В преддверии съемок я только тем и занимался, что сочинял комические сценки с участием Горького и отца всех народов, но все это оказалось ни к чему. Виктор Николаевич не отступал от сценария ни на йоту, и любые предложения пресекались им самым решительным образом.
— Это у себя где-нибудь в Жопинске, если будете снимать картину, милости просим — любой бред имеет место быть. Но только там, в Жопинске-Ропинске-Шмокинске. А мы здесь делаем кино. Понимаете — кино!
Закончились эти пререкания тем, что у меня было отобрано даже междометие «да», которым Горький отвечал на вопрос Сталина, не он ли случайно написал «Мать». В ответ на этот волнующий Сталина вопрос мне, после пререканий, было позволено лишь многозначительно кивнуть.

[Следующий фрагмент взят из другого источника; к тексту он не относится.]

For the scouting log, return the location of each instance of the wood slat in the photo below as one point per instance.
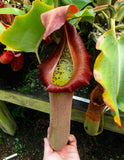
(43, 106)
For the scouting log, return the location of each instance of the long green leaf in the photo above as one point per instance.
(79, 3)
(14, 11)
(27, 30)
(109, 71)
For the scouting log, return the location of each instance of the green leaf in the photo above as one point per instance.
(27, 30)
(14, 11)
(49, 2)
(79, 3)
(120, 14)
(109, 71)
(2, 28)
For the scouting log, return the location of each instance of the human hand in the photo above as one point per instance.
(68, 152)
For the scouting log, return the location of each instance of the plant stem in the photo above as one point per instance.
(7, 123)
(38, 58)
(113, 24)
(60, 116)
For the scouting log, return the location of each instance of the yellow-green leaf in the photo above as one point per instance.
(109, 71)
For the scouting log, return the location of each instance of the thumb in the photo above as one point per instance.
(47, 149)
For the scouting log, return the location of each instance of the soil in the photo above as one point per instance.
(32, 128)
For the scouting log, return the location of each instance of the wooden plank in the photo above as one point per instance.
(40, 105)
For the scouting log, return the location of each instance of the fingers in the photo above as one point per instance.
(72, 140)
(48, 132)
(47, 149)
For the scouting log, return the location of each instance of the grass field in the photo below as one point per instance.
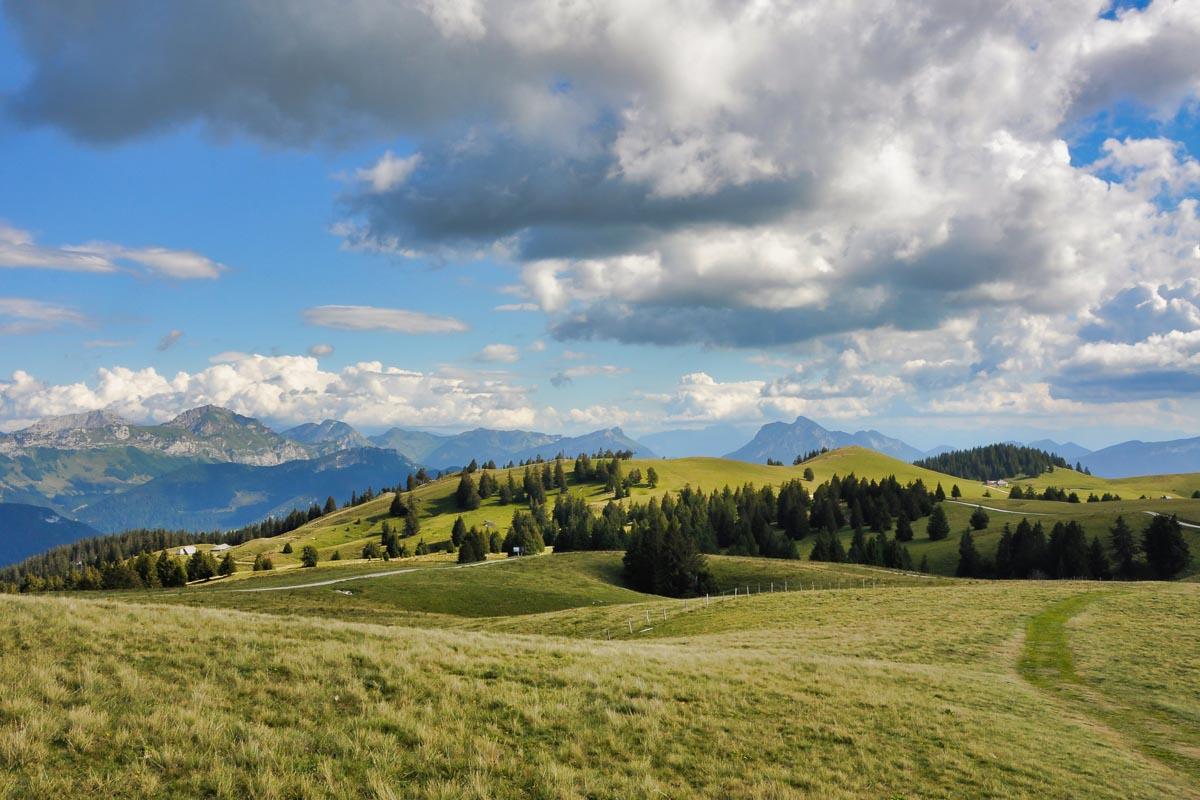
(348, 529)
(940, 690)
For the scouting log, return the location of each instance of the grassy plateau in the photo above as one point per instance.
(546, 677)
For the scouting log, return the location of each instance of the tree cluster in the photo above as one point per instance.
(994, 462)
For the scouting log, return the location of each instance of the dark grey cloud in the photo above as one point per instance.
(289, 72)
(556, 205)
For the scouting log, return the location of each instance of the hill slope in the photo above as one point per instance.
(865, 684)
(783, 441)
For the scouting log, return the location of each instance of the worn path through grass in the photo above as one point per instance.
(1048, 662)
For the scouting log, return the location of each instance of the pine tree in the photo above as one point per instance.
(1167, 552)
(1125, 548)
(201, 566)
(939, 527)
(467, 495)
(970, 564)
(1098, 560)
(978, 518)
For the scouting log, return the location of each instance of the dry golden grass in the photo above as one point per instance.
(835, 693)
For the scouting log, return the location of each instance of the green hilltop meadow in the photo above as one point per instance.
(552, 675)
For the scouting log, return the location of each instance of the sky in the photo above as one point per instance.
(954, 221)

Мол, я написал, а кто же еще?
Судьба так распорядилась, что в эту же фильму на роль Александра I был приглашен Стоянов. Его Александр отличался от Горького только одним: если мой Горький был Великим немым, то стояновскому царю любезно было разрешено сказать три слова, одно из которых было «мудак». Так царь-батюшка и говорил: «Пошел вон, мудак». Негусто, конечно, для самодержца. Но Стоянов утешал себя тем, что первым в советском кинематографе публично с экрана произнес это красивое слово. Я бы даже сказал, что он этим гордился.